# reference request – Product Smash and integers in a Grothendieck \$ ( infty, 1) \$ – topos

Let $$mathcal {H}$$ to be a Grothendieck $$( infty, 1)$$-topos. According to this page in nlab, for all $$X in mathcal {H}$$, the object suspension $$Sigma X$$ is homotopy equivalent to the smash product $$B mathbb {Z} wedge X$$, or $$B mathbb {Z}$$ is "the discrete group's classification space of integers". In addition, for any sharp object $$X in mathcal {H} _ *$$ and any group object $$G in Grp ( mathcal {H})$$, the article says we can "train the tensor product $$X otimes G in Grp ( mathcal {H})$$. "

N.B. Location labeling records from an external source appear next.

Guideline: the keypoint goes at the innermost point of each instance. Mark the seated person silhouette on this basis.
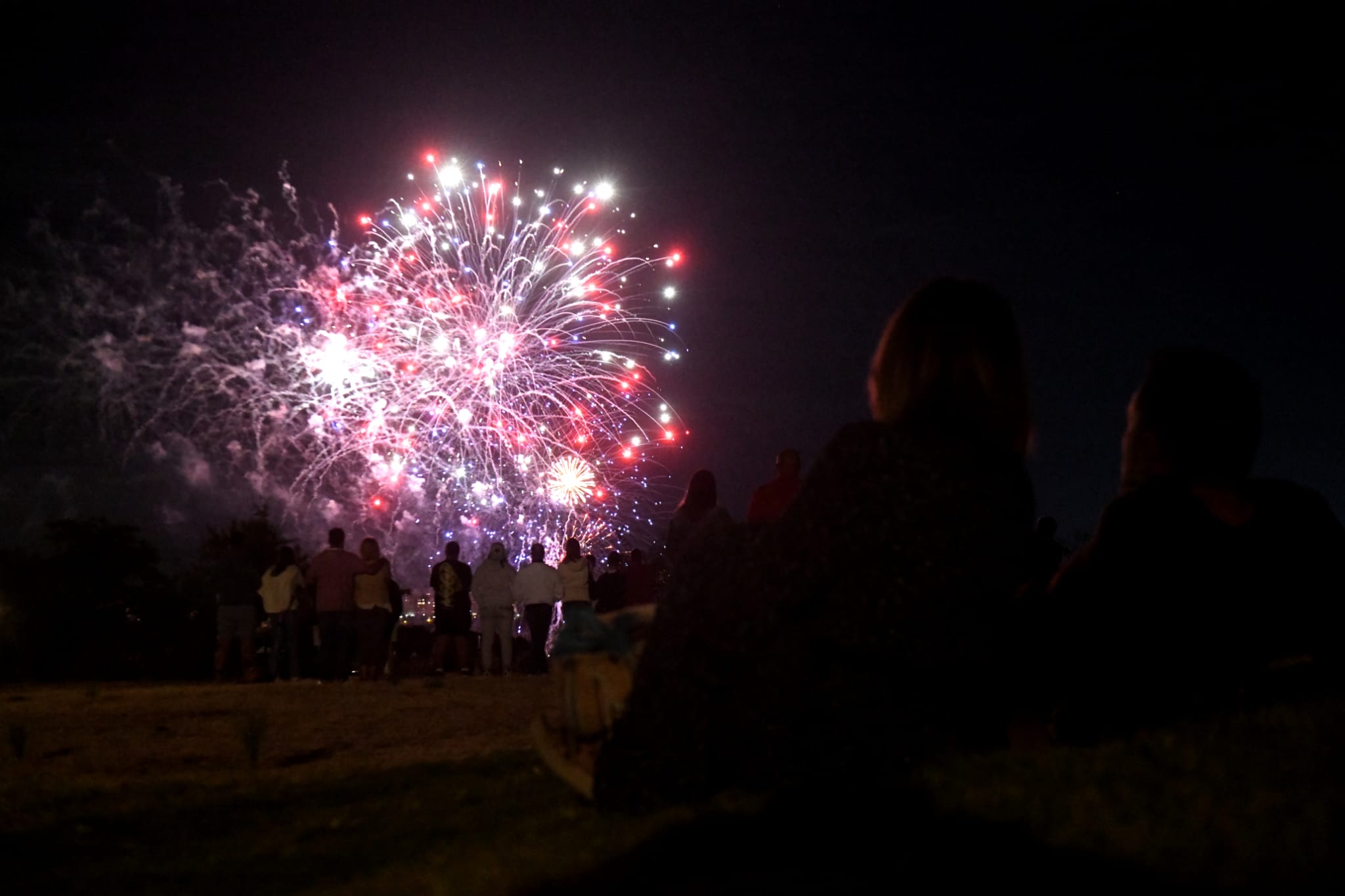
(1200, 584)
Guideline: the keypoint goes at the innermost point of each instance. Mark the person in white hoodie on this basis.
(575, 580)
(493, 589)
(537, 587)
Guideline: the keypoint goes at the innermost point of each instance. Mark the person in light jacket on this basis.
(493, 589)
(537, 587)
(575, 580)
(373, 609)
(278, 593)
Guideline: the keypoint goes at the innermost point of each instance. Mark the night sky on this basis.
(1128, 178)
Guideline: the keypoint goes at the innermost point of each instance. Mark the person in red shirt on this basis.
(332, 575)
(770, 501)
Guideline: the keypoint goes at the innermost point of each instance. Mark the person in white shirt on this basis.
(493, 587)
(537, 587)
(278, 593)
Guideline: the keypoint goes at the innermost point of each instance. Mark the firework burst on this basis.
(487, 362)
(477, 366)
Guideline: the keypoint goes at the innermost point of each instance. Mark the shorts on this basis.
(236, 622)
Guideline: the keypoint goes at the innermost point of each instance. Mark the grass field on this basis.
(413, 788)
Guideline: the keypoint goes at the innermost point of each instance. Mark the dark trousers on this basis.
(539, 617)
(338, 640)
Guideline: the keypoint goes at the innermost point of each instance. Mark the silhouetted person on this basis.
(537, 587)
(639, 581)
(699, 504)
(236, 599)
(1199, 580)
(861, 628)
(573, 571)
(493, 586)
(280, 586)
(770, 501)
(332, 575)
(609, 590)
(1044, 558)
(451, 580)
(373, 609)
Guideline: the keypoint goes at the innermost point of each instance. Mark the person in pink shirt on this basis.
(332, 576)
(770, 501)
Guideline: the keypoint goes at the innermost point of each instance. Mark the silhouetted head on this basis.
(284, 559)
(951, 354)
(1196, 416)
(701, 494)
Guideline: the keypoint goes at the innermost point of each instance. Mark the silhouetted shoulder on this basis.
(1293, 504)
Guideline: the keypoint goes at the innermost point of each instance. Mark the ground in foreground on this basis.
(430, 786)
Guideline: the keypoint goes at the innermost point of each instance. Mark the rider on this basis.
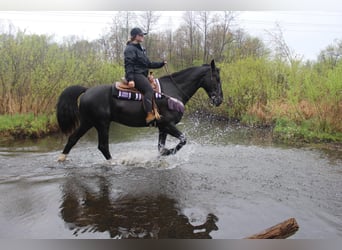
(136, 69)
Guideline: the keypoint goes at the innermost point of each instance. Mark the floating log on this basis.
(282, 230)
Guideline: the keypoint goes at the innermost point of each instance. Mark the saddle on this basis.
(123, 85)
(123, 91)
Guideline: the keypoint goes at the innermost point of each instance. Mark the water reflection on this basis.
(127, 216)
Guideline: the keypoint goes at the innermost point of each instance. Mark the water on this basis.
(227, 182)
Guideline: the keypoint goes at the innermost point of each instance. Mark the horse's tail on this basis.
(68, 115)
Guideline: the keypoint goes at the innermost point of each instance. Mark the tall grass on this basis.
(301, 101)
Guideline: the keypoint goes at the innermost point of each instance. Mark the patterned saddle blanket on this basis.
(122, 91)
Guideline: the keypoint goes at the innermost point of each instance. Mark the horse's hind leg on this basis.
(73, 138)
(172, 130)
(103, 134)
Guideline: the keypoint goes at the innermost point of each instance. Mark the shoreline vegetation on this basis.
(264, 87)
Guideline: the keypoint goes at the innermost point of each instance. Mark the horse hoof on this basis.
(165, 152)
(62, 158)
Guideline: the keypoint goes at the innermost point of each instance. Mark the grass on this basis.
(27, 125)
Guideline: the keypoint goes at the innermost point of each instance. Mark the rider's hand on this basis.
(131, 84)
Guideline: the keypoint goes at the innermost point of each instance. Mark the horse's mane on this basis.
(184, 71)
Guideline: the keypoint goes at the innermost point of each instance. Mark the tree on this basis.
(147, 21)
(332, 54)
(282, 50)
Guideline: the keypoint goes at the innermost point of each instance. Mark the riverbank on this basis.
(30, 126)
(22, 126)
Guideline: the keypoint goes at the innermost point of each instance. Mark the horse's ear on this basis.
(213, 66)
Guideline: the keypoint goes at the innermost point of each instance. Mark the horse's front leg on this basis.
(103, 134)
(171, 130)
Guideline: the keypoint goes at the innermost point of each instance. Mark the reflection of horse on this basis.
(98, 108)
(153, 217)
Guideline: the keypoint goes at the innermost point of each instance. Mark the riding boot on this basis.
(150, 117)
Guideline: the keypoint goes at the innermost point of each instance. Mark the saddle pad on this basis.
(131, 93)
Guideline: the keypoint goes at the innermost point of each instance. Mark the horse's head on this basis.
(212, 84)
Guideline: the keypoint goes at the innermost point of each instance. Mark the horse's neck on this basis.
(187, 82)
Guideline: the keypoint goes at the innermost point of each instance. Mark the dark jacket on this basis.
(136, 61)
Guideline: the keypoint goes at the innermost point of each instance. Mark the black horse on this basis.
(97, 108)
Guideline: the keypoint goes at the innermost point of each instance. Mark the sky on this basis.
(305, 32)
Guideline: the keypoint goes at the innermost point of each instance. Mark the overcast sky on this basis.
(306, 32)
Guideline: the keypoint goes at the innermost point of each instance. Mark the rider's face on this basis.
(139, 38)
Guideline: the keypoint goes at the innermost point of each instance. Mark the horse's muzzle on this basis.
(216, 100)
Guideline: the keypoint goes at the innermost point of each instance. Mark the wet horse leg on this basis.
(171, 130)
(103, 134)
(161, 142)
(73, 139)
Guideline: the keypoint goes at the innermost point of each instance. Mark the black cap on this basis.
(137, 31)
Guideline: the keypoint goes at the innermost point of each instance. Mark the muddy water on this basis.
(227, 182)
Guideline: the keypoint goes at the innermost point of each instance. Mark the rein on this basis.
(166, 67)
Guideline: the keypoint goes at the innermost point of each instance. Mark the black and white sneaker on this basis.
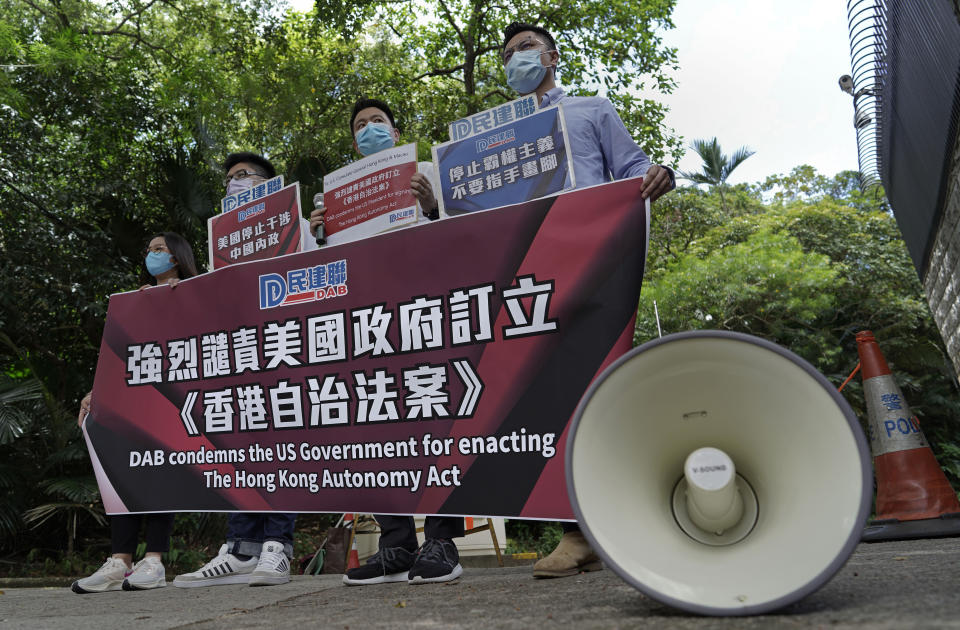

My problem is this: none of these terminologies are explained, and the page does not provide any reference. More specifically, what is $$mathbb {Z}$$ in an arbitrary $$infty$$-topos? What is the smash product $$wedge$$? What is the tensor product $$otimes$$? My best guess is that $$otimes$$ refers to the unique tensor structure on $$mathcal {H} _ *$$ such as the map $$mathcal {H} to mathcal {H} _ *$$ is monoidal symmetric (here $$mathcal {H}$$ is given the Cartesian monoidal structure), but this is only a conjecture.

Is there a reference where all these notions are defined?